No, non commettiamo l'errore di voler trovare gran disegni di grandi Vecchi dietro a eventi che sono immensamente diversi. Esiste una conseguenza negativa dei recenti fatti internazionali che sembra accomunarli tutti, e cioè che è nata la cosiddetta politica della paura, dove i governi impongono sui cittadini misure politiche, o economiche, o culturali inaccettabili col pretesto di combattere mali superiori che ci minacciano (Bin Laden, la crisi economica, le malattie epidemiche ecc.). Ma ritengo che questo sia un effetto che il Potere cavalca, non lo ha pianificato. Il Potere ha pianificato altre cose terribili, ma sono cose separate e non unite da una trama.

Che ruolo svolgono i media in tutto questo?

Come sempre pensano a conservare le poltrone e i privilegi e non a informare.

Lei ha scritto un saggio 'Il più Grande Crimine' (consultabile all'indirizzo http://www.paolobarnard.info/interventi_indice.php - oltre 60 pagine regolarmente aggiornate da nuovi approfondimenti). 60 pagine in costante aggiornamento non si riassumono in poche righe. Possiamo però provarci? Può provare a spiegare ai nostri lettori in cosa consiste questo 'Grande Crimine' e perché non ne sentiranno mai parlare al TG della sera o su uno qualsiasi dei quotidiani che acquistano in edicola?

E' la pianificazione partita circa 70 anni fa da parte dei poteri finanziari internazionali per tornare al potere assoluto di cui godevano prima dell'avvento delle democrazie partecipative, e che ha previsto la distruzione della sovranità degli Stati (in particolare quella monetaria), della loro autonomia legislativa, del loro potere di tutelare la cittadinanza e il lavoro, e dei cittadini stessi come attori politici. Ci sono riusciti in pieno e nel saggio spiego come, prove alla mano. Nel fare questo hanno seminato 50 anni di sofferenze indicibili. Ma basta guardarsi intorno e lo si vede…
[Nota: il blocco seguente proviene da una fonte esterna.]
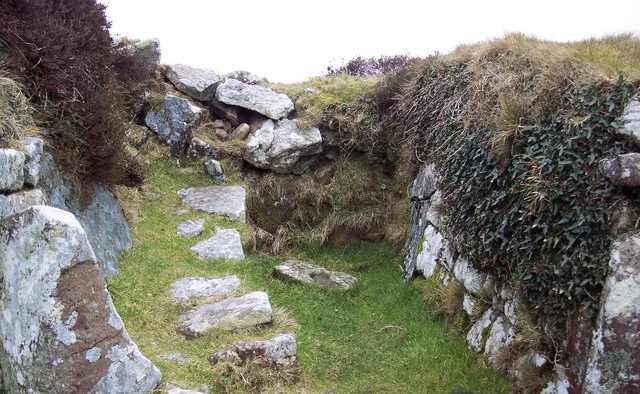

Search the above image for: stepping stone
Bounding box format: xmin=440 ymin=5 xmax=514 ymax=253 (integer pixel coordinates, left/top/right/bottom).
xmin=171 ymin=275 xmax=240 ymax=301
xmin=176 ymin=291 xmax=272 ymax=338
xmin=191 ymin=227 xmax=244 ymax=261
xmin=158 ymin=353 xmax=191 ymax=363
xmin=209 ymin=333 xmax=298 ymax=365
xmin=178 ymin=219 xmax=204 ymax=237
xmin=273 ymin=260 xmax=358 ymax=290
xmin=178 ymin=186 xmax=247 ymax=222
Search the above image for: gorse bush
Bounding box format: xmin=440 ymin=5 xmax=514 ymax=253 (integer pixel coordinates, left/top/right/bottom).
xmin=0 ymin=0 xmax=140 ymax=183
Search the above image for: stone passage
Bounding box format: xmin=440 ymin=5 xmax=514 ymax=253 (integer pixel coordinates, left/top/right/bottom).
xmin=178 ymin=186 xmax=247 ymax=222
xmin=273 ymin=260 xmax=358 ymax=290
xmin=177 ymin=291 xmax=272 ymax=338
xmin=191 ymin=227 xmax=244 ymax=261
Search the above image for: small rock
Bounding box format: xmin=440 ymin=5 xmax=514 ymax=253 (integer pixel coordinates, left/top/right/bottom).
xmin=225 ymin=70 xmax=260 ymax=85
xmin=22 ymin=137 xmax=44 ymax=187
xmin=177 ymin=291 xmax=272 ymax=338
xmin=273 ymin=260 xmax=358 ymax=290
xmin=166 ymin=64 xmax=220 ymax=101
xmin=178 ymin=186 xmax=246 ymax=222
xmin=171 ymin=275 xmax=240 ymax=301
xmin=191 ymin=227 xmax=244 ymax=261
xmin=603 ymin=153 xmax=640 ymax=187
xmin=158 ymin=353 xmax=191 ymax=363
xmin=216 ymin=79 xmax=294 ymax=120
xmin=467 ymin=308 xmax=493 ymax=352
xmin=204 ymin=159 xmax=225 ymax=182
xmin=243 ymin=119 xmax=322 ymax=174
xmin=228 ymin=123 xmax=251 ymax=141
xmin=209 ymin=333 xmax=298 ymax=365
xmin=0 ymin=149 xmax=25 ymax=193
xmin=187 ymin=137 xmax=220 ymax=159
xmin=178 ymin=219 xmax=204 ymax=236
xmin=145 ymin=95 xmax=202 ymax=156
xmin=215 ymin=129 xmax=229 ymax=141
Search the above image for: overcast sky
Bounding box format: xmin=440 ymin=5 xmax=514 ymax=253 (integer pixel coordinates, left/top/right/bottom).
xmin=99 ymin=0 xmax=640 ymax=82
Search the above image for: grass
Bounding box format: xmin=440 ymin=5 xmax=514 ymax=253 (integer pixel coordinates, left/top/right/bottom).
xmin=108 ymin=158 xmax=509 ymax=393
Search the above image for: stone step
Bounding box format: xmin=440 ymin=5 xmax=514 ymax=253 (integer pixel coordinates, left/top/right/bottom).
xmin=273 ymin=260 xmax=358 ymax=290
xmin=191 ymin=227 xmax=244 ymax=261
xmin=176 ymin=291 xmax=273 ymax=338
xmin=171 ymin=275 xmax=240 ymax=301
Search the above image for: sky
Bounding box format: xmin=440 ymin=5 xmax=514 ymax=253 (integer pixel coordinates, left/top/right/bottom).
xmin=98 ymin=0 xmax=640 ymax=82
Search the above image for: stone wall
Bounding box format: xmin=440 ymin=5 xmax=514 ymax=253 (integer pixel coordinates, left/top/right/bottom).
xmin=404 ymin=99 xmax=640 ymax=393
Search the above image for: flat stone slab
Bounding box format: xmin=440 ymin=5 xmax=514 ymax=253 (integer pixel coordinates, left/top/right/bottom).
xmin=209 ymin=333 xmax=298 ymax=365
xmin=178 ymin=219 xmax=204 ymax=236
xmin=178 ymin=186 xmax=247 ymax=222
xmin=171 ymin=275 xmax=240 ymax=301
xmin=191 ymin=227 xmax=244 ymax=261
xmin=176 ymin=291 xmax=272 ymax=338
xmin=273 ymin=260 xmax=358 ymax=290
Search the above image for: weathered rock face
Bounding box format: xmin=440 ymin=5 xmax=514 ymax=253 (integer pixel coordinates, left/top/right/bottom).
xmin=178 ymin=186 xmax=247 ymax=222
xmin=209 ymin=333 xmax=298 ymax=365
xmin=144 ymin=95 xmax=202 ymax=156
xmin=171 ymin=275 xmax=240 ymax=301
xmin=216 ymin=79 xmax=293 ymax=120
xmin=166 ymin=64 xmax=220 ymax=101
xmin=177 ymin=219 xmax=204 ymax=236
xmin=22 ymin=137 xmax=44 ymax=187
xmin=204 ymin=159 xmax=225 ymax=182
xmin=603 ymin=153 xmax=640 ymax=187
xmin=0 ymin=189 xmax=46 ymax=219
xmin=191 ymin=227 xmax=244 ymax=261
xmin=617 ymin=99 xmax=640 ymax=145
xmin=39 ymin=153 xmax=133 ymax=276
xmin=177 ymin=291 xmax=272 ymax=338
xmin=585 ymin=233 xmax=640 ymax=393
xmin=0 ymin=149 xmax=25 ymax=193
xmin=124 ymin=38 xmax=160 ymax=76
xmin=273 ymin=260 xmax=358 ymax=290
xmin=244 ymin=119 xmax=322 ymax=174
xmin=0 ymin=206 xmax=160 ymax=393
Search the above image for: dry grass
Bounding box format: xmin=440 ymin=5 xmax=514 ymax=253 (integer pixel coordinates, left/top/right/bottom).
xmin=0 ymin=69 xmax=41 ymax=147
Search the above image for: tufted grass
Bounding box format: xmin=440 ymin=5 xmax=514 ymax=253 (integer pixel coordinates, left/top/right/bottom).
xmin=108 ymin=158 xmax=509 ymax=393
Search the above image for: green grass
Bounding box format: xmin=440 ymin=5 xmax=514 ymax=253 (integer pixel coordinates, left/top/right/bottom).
xmin=109 ymin=159 xmax=509 ymax=393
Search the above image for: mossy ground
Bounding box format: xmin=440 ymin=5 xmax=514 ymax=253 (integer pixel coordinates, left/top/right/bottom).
xmin=108 ymin=158 xmax=509 ymax=393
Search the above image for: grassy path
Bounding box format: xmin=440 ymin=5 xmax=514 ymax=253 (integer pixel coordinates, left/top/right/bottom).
xmin=109 ymin=159 xmax=508 ymax=393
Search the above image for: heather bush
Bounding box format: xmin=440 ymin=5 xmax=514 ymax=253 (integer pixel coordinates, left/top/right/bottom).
xmin=327 ymin=55 xmax=420 ymax=77
xmin=0 ymin=0 xmax=140 ymax=184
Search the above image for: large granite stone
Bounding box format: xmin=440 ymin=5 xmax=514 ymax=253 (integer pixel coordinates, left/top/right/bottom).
xmin=39 ymin=153 xmax=133 ymax=276
xmin=0 ymin=148 xmax=25 ymax=193
xmin=178 ymin=186 xmax=247 ymax=222
xmin=171 ymin=275 xmax=240 ymax=301
xmin=166 ymin=64 xmax=220 ymax=101
xmin=243 ymin=119 xmax=322 ymax=174
xmin=209 ymin=333 xmax=298 ymax=365
xmin=216 ymin=78 xmax=293 ymax=120
xmin=144 ymin=94 xmax=202 ymax=156
xmin=191 ymin=227 xmax=244 ymax=261
xmin=585 ymin=232 xmax=640 ymax=393
xmin=0 ymin=206 xmax=160 ymax=393
xmin=177 ymin=291 xmax=272 ymax=338
xmin=273 ymin=260 xmax=358 ymax=290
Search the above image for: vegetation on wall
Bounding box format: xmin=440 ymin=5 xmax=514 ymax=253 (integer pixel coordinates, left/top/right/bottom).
xmin=0 ymin=0 xmax=140 ymax=184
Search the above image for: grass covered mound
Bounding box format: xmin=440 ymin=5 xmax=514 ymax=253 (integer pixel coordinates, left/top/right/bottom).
xmin=108 ymin=150 xmax=508 ymax=393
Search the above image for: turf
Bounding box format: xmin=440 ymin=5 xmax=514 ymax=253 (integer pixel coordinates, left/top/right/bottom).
xmin=109 ymin=159 xmax=509 ymax=393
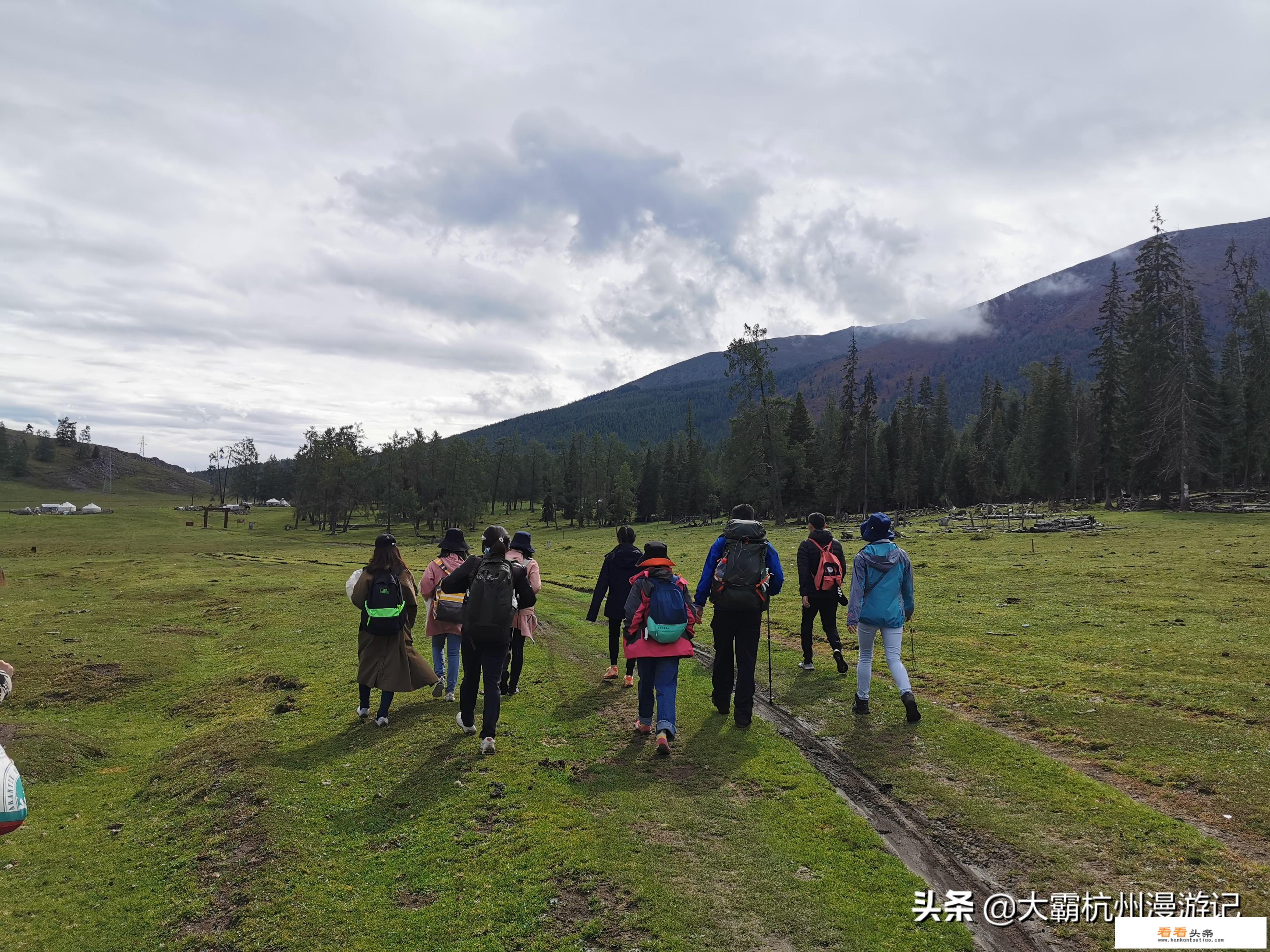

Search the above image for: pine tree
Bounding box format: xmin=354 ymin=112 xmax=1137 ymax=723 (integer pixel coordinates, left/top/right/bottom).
xmin=36 ymin=430 xmax=53 ymax=463
xmin=9 ymin=434 xmax=31 ymax=476
xmin=1090 ymin=261 xmax=1125 ymax=509
xmin=1214 ymin=330 xmax=1248 ymax=485
xmin=727 ymin=324 xmax=785 ymax=525
xmin=833 ymin=327 xmax=860 ymax=519
xmin=784 ymin=390 xmax=815 ymax=515
xmin=852 ymin=367 xmax=881 ymax=513
xmin=635 ymin=447 xmax=662 ymax=522
xmin=1130 ymin=208 xmax=1214 ymax=509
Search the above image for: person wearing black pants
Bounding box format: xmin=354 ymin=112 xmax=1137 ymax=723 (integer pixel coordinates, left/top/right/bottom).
xmin=458 ymin=628 xmax=512 ymax=753
xmin=692 ymin=503 xmax=785 ymax=727
xmin=587 ymin=525 xmax=644 ymax=688
xmin=710 ymin=608 xmax=763 ymax=727
xmin=798 ymin=513 xmax=850 ymax=674
xmin=441 ymin=525 xmax=537 ymax=754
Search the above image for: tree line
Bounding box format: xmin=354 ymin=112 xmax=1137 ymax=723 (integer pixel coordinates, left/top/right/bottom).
xmin=0 ymin=416 xmax=102 ymax=477
xmin=210 ymin=209 xmax=1270 ymax=533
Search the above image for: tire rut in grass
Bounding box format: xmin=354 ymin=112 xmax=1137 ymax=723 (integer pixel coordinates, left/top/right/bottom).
xmin=695 ymin=645 xmax=1050 ymax=952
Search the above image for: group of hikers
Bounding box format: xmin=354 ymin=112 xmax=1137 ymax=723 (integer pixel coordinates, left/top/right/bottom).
xmin=349 ymin=504 xmax=922 ymax=754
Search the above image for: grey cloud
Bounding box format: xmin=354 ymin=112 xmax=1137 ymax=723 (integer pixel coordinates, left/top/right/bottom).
xmin=596 ymin=258 xmax=719 ymax=357
xmin=1022 ymin=273 xmax=1090 ymax=297
xmin=343 ymin=110 xmax=767 ymax=255
xmin=319 ymin=254 xmax=561 ymax=325
xmin=774 ymin=206 xmax=921 ymax=324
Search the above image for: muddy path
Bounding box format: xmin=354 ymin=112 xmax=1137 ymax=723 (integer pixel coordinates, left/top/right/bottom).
xmin=695 ymin=645 xmax=1054 ymax=952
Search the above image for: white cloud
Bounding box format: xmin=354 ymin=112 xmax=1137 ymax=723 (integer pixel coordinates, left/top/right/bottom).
xmin=0 ymin=0 xmax=1270 ymax=465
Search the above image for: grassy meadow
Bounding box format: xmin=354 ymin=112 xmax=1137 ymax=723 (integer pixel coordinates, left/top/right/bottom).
xmin=0 ymin=482 xmax=1270 ymax=952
Ha mai paura di esprimere le proprie idee? Le capita mai, rileggendo qualche suo articolo di pensare "forse questo non dovevo scriverlo, anche se è vero..."?

No.

I suoi articoli e le sue idee sono estremamente diffusi soprattutto su Internet, chi li legge ha però spesso già una visione molto in sintonia con la sua anche perché vengono ripresi da siti che hanno un tipo di pubblico molto selezionato in tal senso. Si è mai posto il problema di come si possono raggiungere 'gli altri'? Quelli che rappresentano la maggioranza silenziosa, spesso distratta da problemi reali, o attratta più dalle vicende del grande fratello che dalle questioni che influenzano drammaticamente anche le loro esistenze?

E' il mio cruccio continuo, infatti ogni volta che mi invitano a serate col pubblico io insisto che "siano chiamate le persone comuni, non i soliti attivisti". Purtroppo come giornalista sono stato allontanato da tutti i media di massa per cui lavoravo, e oggi fatico molto a raggiungere il pubblico medio.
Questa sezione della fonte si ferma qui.